In your journey of self-directed prevention and treatment of cognitive impairment and dementia you will often, probably even frequently, encounter this incredible narrow-mindedness among many medical doctors who question lifestyle-related causes and risk factors, and denigrate a causal therapeutic approach based on changes in lifestyle, the supply of vital resources and the reduction of pollutants as a story from the “realm of fantasy”. Hopefully you have not experienced it personally. 

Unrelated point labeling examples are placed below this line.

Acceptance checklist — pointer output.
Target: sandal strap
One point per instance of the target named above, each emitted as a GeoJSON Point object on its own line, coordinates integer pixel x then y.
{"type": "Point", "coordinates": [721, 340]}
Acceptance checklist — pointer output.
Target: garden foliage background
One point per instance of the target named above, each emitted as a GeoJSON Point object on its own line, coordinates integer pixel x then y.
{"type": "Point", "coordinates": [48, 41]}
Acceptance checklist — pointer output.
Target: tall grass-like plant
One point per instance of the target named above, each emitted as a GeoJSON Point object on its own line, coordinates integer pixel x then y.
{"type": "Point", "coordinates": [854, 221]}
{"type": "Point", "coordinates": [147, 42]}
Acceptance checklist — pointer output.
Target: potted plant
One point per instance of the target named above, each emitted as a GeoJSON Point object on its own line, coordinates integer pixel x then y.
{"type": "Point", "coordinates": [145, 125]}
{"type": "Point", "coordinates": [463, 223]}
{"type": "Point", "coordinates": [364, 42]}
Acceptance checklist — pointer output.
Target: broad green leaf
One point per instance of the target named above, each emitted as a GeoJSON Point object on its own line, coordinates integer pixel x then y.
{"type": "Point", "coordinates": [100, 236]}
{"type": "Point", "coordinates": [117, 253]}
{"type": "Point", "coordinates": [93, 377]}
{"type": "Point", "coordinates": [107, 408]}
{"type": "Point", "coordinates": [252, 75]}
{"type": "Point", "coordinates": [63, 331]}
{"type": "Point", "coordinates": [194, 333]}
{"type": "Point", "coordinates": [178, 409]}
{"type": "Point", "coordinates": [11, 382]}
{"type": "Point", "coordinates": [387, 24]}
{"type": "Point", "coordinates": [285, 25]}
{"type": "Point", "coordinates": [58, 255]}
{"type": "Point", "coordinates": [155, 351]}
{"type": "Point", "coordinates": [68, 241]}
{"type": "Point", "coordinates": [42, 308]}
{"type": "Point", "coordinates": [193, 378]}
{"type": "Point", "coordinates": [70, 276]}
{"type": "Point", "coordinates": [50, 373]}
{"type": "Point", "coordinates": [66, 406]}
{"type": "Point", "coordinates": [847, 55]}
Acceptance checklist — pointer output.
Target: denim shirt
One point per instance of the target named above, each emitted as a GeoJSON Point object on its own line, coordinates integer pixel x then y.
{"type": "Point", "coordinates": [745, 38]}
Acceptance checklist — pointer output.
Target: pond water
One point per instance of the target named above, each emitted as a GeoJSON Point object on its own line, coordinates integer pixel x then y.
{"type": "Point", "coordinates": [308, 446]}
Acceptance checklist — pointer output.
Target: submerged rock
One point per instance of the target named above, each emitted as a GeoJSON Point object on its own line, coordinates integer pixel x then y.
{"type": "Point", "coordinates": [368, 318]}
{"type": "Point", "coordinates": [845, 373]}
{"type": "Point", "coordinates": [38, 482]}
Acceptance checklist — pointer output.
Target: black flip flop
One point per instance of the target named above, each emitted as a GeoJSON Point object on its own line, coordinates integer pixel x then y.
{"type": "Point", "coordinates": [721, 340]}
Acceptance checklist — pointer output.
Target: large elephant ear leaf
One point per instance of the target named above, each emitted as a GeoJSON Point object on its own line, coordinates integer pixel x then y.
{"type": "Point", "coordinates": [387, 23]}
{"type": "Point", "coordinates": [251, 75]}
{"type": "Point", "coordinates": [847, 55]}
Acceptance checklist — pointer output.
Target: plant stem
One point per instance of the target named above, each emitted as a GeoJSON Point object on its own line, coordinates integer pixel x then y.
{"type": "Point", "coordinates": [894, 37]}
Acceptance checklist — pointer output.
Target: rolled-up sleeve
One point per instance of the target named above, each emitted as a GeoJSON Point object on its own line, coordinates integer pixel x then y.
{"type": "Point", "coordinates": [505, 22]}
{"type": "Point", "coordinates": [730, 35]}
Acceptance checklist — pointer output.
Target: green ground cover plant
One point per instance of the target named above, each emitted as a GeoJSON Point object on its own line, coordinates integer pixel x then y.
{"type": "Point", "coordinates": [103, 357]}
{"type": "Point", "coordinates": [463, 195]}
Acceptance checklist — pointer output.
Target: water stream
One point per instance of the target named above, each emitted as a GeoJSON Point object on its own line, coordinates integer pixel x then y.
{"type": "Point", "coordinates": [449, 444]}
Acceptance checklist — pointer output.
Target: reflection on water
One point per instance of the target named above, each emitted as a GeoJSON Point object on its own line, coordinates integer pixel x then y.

How do you deal with it? You try to inform yourself more broadly, for example via the websites of Kompetenz statt Demenz, but of course you may still wonder, where is the evidence?

Mikroskop

For this reason, we have provided a selection of current studies and reviews on the page “Alzheimer Research” and listed them chronologically together with the conclusions drawn by the authors. The studies listed there clearly show that targeted interventions, whether with micronutrients, sport and exercise, sleep hygiene or mental measures, may indeed help to regain lost cognitive abilities. They thus provide you with an important support for your argumentation on your difficult way through the narrow-mindedness and helplessness of the conventional medicine. The studies are sorted by category and the most recent studies are listed first. 

Intervention studies – also double-blind placebo-controlled – are the most interesting ones, as they directly assess the effects of a treatment. However, it does not always have to be a double-blind placebo-controlled study, because effects become visible even without blinding and some interventions cannot be blinded by the authors anyway (e.g. in the area of movement or mental interventions). 

Meta-analyses are interesting in the sense that they “pool” several or even many individual studies. However, the “pooling” of several studies is difficult and can contain statistical errors, and the selection of studies can also exhibit a “bias” (systematic error). A positive result of a metastudy at least provides additional safety. 

Reviews are also very helpful, as they look at a topic from an overview perspective and summarise it.

So if you are interested in a brief overview of the background of different therapeutic approaches and their scientific background, just go to this page: Alzheimer Research

You will also find direct links to the studies on Pubmed and some are also available free-of-charge in the full version. If you want to print the whole thing to go, just click on the right mouse button and “Print” and you will get the page in a quite clear print format.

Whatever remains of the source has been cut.